Die Vorgaben des Bundesamts für Umwelt zur Sanierung von Schwermetallaltlasten sind eindeutig: In der BAFU-Vollzugshilfe Belastete Standorte und Oberflächengewässer steht auf S. 50: «Eine Überdeckung (im Sinne einer Sicherung der belasteten Sedimente durch «aktives» Überschütten) ist nicht zulässig».
Wir erachten deshalb nur eine vollständige Dekontaminierung der stark schwermetallhaltigen Sedimentschichten als mögliches Sanierungsziel.

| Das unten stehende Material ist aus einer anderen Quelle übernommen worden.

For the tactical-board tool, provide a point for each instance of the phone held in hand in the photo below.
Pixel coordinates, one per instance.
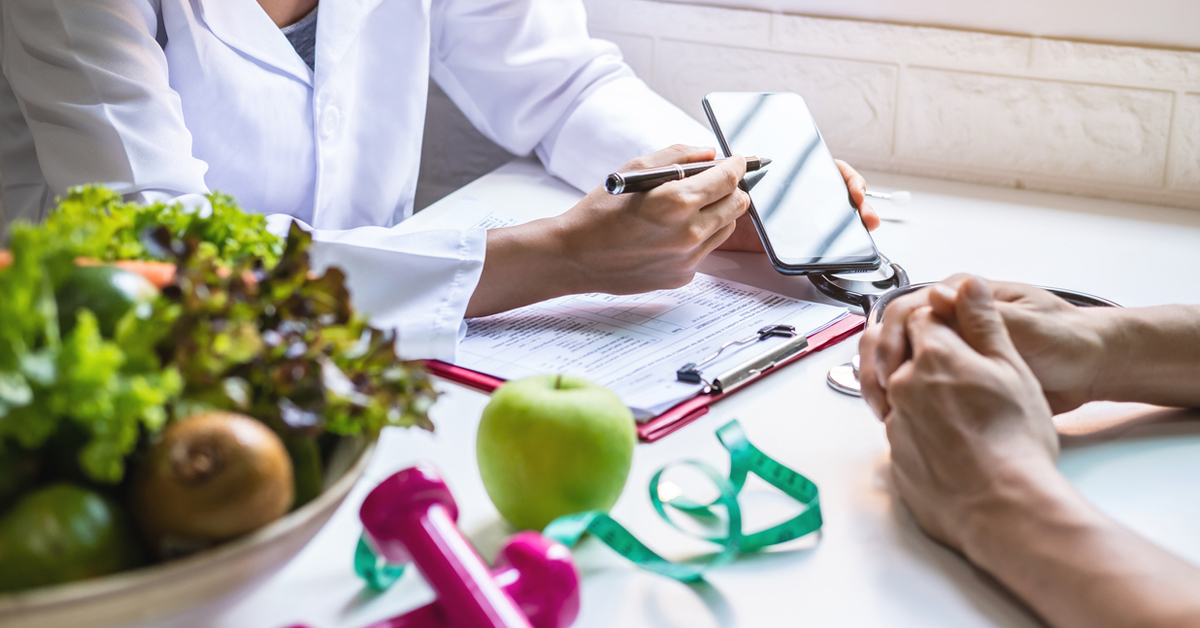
(799, 203)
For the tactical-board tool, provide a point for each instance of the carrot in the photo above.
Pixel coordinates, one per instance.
(160, 274)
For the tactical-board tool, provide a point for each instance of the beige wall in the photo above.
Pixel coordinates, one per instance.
(1114, 121)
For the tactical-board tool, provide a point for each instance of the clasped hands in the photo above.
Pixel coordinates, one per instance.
(966, 375)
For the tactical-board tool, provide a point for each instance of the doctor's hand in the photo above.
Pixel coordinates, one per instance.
(967, 420)
(745, 235)
(1063, 345)
(617, 244)
(636, 243)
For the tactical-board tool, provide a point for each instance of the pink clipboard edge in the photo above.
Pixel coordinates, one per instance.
(685, 411)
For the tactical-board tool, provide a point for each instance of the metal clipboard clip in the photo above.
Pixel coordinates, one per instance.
(750, 369)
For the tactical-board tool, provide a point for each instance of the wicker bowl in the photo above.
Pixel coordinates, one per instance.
(173, 587)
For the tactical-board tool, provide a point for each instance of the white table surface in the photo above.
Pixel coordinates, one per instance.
(870, 566)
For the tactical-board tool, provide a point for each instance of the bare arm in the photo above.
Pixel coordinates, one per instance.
(1073, 564)
(1153, 356)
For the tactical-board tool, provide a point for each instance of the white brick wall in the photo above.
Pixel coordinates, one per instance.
(1090, 119)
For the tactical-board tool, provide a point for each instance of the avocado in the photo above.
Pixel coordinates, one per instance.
(64, 532)
(107, 291)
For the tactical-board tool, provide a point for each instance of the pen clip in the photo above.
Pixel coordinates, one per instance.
(751, 369)
(690, 372)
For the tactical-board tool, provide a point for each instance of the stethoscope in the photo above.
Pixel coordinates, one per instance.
(871, 293)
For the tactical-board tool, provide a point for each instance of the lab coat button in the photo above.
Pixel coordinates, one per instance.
(329, 120)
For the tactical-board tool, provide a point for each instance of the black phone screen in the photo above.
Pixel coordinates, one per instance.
(799, 202)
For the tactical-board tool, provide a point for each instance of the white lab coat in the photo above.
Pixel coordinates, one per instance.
(166, 99)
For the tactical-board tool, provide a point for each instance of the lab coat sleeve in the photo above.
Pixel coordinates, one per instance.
(415, 282)
(93, 85)
(528, 76)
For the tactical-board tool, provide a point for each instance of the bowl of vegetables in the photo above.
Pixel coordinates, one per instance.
(184, 402)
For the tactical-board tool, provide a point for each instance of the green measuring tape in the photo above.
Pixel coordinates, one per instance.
(744, 459)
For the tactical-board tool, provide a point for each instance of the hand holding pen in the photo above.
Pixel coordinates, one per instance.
(621, 183)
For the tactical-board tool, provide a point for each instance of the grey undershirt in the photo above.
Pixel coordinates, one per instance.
(303, 36)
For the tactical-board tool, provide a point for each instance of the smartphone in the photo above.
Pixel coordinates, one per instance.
(799, 202)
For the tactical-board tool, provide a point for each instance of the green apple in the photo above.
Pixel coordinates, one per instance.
(550, 446)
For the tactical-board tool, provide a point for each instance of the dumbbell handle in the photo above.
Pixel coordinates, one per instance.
(535, 573)
(412, 515)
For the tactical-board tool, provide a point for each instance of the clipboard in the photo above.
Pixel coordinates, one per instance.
(688, 410)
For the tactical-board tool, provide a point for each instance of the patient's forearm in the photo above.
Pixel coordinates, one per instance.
(1153, 356)
(1074, 566)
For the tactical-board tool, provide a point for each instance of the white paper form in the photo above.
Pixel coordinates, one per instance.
(634, 345)
(631, 345)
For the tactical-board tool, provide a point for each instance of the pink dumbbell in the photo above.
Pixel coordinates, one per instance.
(411, 518)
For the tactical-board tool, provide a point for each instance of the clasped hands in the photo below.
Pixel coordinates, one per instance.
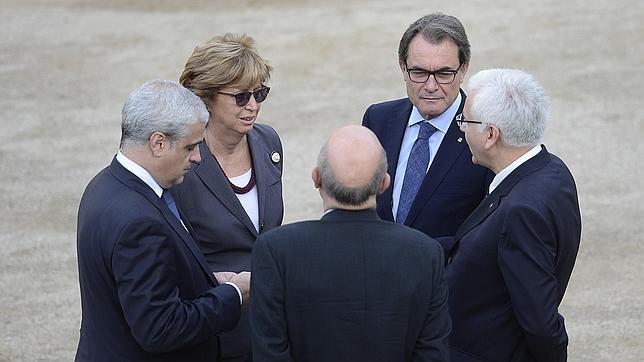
(241, 280)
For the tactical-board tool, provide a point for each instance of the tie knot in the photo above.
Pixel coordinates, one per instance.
(426, 130)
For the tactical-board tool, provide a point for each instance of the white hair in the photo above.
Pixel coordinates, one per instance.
(511, 100)
(160, 106)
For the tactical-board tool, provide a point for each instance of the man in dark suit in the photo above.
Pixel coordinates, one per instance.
(510, 261)
(146, 291)
(348, 287)
(434, 184)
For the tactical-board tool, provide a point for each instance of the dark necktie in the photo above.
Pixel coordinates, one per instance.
(169, 200)
(415, 172)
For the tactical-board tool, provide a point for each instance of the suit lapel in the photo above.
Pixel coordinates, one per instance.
(452, 146)
(493, 200)
(133, 182)
(392, 143)
(260, 161)
(216, 181)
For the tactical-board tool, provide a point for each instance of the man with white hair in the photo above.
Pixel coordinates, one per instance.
(510, 261)
(147, 293)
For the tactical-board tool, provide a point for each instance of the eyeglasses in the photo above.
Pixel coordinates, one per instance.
(461, 120)
(443, 76)
(243, 98)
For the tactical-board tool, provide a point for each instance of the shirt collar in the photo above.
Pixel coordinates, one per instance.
(511, 167)
(442, 122)
(140, 172)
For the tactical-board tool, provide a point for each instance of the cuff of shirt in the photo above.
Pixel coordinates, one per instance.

Auch die Aussage, dass die Deponie Rotholz vollständig saniert sei, stimmt so nicht. Landseitig ist die Sanierung abgeschlossen, die Altlasten im Seeboden sind jedoch noch nicht vollständig saniert.
Im Gegensatz zum Rest der Bevölkerung wusste der Gemeinderat seit Januar 2022 vom geplanten Kiesdeckel. Es wäre ein Jahr Zeit geblieben, um eine unabhängige Zweitmeinung zu den Plänen des AWEL einzuholen und zu prüfen, ob diese Lösung wirklich im Interesse unserer Gemeinde ist.
Mit dem Gang vor das Baurekursgericht will die Lobby genau diese unabhängige Überprüfung zur Rechtmässigkeit des Vorgehens vom AWEL erreichen.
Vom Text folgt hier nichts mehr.